Er vergaß diese Gedanken über denen an die rasch wachsende neue Liebe in seinem Herzen. Die Hoffnung auf eigenes Glück war jetzt vorbei, und statt ihrer nahm eine tiefe Zärtlichkeit für das Mädchen immer mehr in ihm zu. Ein Geheimnis, ein Wunder war diese unverhofft über ihn gekommene Herzensregung, ein Beweis, daß auch für ihn, den Gescheiterten, das Leben noch reiche Gaben in Bereitschaft halten konnte. Und es war ihm eine Aufforderung, sein Leben, seine Gaben in den Dienst der Sache Chinas zu stellen; er mußte Mittel und Wege finden, sich und seine Dienste anzubieten.

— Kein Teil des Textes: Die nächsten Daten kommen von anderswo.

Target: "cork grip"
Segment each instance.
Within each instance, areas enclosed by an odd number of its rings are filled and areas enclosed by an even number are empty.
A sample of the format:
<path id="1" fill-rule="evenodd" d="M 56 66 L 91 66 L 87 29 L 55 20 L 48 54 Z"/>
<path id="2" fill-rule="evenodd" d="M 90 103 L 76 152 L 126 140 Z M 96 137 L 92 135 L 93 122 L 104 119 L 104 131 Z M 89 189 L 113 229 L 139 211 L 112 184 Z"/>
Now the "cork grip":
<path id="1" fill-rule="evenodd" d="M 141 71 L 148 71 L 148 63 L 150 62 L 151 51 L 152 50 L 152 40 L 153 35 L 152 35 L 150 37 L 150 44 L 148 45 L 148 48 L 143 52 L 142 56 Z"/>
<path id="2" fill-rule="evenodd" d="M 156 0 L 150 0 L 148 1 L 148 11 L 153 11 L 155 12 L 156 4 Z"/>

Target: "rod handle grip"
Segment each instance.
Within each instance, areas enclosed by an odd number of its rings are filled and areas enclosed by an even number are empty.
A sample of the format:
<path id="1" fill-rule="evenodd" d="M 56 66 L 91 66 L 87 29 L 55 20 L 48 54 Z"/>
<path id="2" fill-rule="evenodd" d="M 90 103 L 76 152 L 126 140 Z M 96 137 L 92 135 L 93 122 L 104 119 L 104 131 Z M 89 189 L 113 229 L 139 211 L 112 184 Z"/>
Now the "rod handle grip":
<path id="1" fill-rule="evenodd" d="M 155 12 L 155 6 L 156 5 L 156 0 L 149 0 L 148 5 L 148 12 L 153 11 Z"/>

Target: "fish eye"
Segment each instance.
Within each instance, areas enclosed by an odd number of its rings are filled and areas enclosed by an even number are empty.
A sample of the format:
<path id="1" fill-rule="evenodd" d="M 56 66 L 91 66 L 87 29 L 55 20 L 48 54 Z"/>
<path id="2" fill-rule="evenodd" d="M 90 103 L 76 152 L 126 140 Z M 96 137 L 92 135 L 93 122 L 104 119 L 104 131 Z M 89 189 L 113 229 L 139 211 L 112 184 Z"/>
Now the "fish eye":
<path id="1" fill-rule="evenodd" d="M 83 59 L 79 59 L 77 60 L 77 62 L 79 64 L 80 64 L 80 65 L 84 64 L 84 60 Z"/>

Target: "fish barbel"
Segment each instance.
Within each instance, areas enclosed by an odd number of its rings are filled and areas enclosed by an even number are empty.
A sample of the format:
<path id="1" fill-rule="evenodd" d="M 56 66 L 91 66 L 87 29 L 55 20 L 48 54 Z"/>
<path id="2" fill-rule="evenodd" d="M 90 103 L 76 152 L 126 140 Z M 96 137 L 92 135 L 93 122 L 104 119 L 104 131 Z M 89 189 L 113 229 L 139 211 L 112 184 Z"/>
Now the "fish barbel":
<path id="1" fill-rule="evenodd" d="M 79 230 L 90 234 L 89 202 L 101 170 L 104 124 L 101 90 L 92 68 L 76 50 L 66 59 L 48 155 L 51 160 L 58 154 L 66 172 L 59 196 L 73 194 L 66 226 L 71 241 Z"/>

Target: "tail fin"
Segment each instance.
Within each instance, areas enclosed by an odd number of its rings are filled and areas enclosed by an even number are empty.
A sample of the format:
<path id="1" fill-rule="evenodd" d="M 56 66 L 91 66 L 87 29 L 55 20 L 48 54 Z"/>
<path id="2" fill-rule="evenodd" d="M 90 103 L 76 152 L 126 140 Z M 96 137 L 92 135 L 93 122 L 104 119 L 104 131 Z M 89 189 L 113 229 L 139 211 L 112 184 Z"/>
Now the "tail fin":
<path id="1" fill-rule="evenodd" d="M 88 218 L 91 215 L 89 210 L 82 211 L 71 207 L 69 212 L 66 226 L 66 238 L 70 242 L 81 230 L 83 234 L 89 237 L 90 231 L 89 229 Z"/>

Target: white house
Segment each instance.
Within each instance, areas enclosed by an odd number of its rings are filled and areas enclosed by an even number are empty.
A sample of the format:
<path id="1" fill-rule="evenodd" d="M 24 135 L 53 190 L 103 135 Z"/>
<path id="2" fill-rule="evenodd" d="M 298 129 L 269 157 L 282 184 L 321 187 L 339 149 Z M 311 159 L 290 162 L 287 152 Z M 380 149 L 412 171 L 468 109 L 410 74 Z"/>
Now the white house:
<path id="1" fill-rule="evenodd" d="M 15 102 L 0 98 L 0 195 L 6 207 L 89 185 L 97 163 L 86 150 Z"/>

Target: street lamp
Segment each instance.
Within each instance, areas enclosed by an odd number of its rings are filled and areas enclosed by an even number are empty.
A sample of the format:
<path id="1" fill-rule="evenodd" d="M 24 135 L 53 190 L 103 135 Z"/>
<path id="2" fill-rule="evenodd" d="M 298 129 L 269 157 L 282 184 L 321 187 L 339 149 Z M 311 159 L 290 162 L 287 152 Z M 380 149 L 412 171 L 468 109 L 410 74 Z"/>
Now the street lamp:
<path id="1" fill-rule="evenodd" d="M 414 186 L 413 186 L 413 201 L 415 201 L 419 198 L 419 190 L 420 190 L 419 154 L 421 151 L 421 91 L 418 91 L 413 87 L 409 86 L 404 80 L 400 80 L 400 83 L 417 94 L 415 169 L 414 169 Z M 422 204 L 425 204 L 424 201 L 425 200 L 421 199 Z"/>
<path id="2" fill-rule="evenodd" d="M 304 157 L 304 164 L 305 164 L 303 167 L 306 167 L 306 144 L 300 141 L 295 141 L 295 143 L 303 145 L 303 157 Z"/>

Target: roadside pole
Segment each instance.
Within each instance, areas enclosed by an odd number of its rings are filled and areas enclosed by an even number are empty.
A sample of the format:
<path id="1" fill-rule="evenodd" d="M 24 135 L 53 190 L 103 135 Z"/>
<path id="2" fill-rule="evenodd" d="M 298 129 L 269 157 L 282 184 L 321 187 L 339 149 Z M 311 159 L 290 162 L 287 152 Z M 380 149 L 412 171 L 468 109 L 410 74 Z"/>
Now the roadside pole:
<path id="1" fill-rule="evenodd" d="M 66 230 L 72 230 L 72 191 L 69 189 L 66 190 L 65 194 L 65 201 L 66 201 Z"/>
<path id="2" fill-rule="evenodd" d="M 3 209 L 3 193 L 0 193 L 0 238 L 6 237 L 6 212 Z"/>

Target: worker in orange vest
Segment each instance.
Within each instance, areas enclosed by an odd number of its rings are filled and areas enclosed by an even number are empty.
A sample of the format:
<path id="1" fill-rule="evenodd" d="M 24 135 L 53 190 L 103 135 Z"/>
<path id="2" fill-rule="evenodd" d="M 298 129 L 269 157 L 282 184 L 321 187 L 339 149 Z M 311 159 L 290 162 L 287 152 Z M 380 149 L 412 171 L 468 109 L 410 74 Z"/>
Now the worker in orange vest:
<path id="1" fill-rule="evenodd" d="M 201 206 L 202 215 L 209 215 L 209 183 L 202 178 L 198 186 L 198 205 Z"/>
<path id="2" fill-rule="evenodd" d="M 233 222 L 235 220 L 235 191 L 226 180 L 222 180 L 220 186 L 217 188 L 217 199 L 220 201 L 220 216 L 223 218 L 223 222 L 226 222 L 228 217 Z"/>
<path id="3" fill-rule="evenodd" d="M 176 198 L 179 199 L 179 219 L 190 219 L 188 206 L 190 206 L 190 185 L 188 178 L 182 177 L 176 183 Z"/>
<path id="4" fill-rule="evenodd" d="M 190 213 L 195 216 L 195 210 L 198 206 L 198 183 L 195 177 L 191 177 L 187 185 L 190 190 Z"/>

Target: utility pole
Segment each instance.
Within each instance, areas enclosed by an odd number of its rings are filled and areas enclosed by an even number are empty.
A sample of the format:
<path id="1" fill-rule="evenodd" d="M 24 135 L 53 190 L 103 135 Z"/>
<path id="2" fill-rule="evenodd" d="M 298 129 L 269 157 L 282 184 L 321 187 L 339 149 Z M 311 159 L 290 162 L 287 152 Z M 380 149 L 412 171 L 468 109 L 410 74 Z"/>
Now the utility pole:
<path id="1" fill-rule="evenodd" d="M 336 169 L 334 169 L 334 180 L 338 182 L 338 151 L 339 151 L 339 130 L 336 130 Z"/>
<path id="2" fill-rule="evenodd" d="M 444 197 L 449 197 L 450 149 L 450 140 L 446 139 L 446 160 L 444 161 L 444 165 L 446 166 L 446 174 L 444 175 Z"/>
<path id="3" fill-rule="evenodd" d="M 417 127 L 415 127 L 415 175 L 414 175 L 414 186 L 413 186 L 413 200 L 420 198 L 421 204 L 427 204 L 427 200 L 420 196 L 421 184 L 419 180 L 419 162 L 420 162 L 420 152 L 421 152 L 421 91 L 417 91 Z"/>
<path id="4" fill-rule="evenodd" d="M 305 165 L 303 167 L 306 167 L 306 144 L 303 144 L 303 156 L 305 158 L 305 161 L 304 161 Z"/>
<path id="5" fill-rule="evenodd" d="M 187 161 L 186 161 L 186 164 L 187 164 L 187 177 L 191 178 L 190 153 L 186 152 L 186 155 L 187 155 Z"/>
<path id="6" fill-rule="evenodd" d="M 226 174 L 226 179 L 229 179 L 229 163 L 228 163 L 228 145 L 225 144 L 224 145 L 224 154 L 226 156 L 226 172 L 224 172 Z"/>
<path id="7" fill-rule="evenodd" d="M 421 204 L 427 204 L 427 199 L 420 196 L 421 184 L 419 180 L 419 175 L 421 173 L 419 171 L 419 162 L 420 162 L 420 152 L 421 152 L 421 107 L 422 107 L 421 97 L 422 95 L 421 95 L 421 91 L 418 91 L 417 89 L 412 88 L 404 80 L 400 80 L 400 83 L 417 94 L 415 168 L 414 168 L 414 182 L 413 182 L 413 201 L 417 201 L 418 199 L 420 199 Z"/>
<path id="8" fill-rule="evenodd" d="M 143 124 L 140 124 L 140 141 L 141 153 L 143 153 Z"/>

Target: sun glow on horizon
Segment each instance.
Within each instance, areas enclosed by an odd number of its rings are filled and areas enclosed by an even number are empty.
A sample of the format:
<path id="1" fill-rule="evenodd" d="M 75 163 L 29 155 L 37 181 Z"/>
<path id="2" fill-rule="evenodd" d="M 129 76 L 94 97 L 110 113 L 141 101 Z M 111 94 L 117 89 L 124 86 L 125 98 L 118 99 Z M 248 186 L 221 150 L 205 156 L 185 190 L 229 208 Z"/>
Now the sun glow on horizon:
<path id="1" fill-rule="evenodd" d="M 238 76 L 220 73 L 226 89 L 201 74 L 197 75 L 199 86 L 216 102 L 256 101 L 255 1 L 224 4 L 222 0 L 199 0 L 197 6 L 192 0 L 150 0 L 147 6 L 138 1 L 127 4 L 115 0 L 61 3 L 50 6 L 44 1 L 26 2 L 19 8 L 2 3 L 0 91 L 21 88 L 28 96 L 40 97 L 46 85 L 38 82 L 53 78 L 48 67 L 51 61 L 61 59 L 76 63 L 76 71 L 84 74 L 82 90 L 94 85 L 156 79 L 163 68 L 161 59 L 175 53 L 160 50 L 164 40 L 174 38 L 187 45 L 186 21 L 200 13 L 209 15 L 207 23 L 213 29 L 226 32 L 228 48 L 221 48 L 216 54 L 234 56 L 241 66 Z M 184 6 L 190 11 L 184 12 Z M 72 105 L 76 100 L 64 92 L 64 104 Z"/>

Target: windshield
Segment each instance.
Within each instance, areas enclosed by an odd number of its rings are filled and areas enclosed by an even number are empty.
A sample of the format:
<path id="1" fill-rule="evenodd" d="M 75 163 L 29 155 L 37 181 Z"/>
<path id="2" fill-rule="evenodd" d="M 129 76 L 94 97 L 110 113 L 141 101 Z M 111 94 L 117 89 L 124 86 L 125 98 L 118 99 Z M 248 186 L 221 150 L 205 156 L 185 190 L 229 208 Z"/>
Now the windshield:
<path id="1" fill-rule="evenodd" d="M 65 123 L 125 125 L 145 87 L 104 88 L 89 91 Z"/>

Der Vizekönig entfernte sich von der Gruppe, die sich um das Kind gebildet hatte, und kam langsam am Ufer daher geschritten. Das wachsende Gefühl von Zärtlichkeit, das Doane für Hui Fei erfüllte, dehnte sich auch auf deren Vater aus, der mit solch feiner Würde dem grimmen Ende eines reichen, nutzbringend geführten Lebens entgegensah. Jetzt vielleicht war es möglich, an ihn heranzutreten und ihn zu bitten, um seiner Tochter willen seine Absicht noch einmal in Erwägung zu ziehen. Irgendwie mußte ein Glück für sie gefunden werden. Auf diese Weise konnte er ihr dienen. Sie nannte sich so unbefangen eine ›Amerikanerin‹. Der Westen hatte ihr den Sinn erregt; sie durfte nicht dem Eunuchen Tschang und den finsteren Geschehnissen in der Verbotenen Stadt ausgeliefert werden.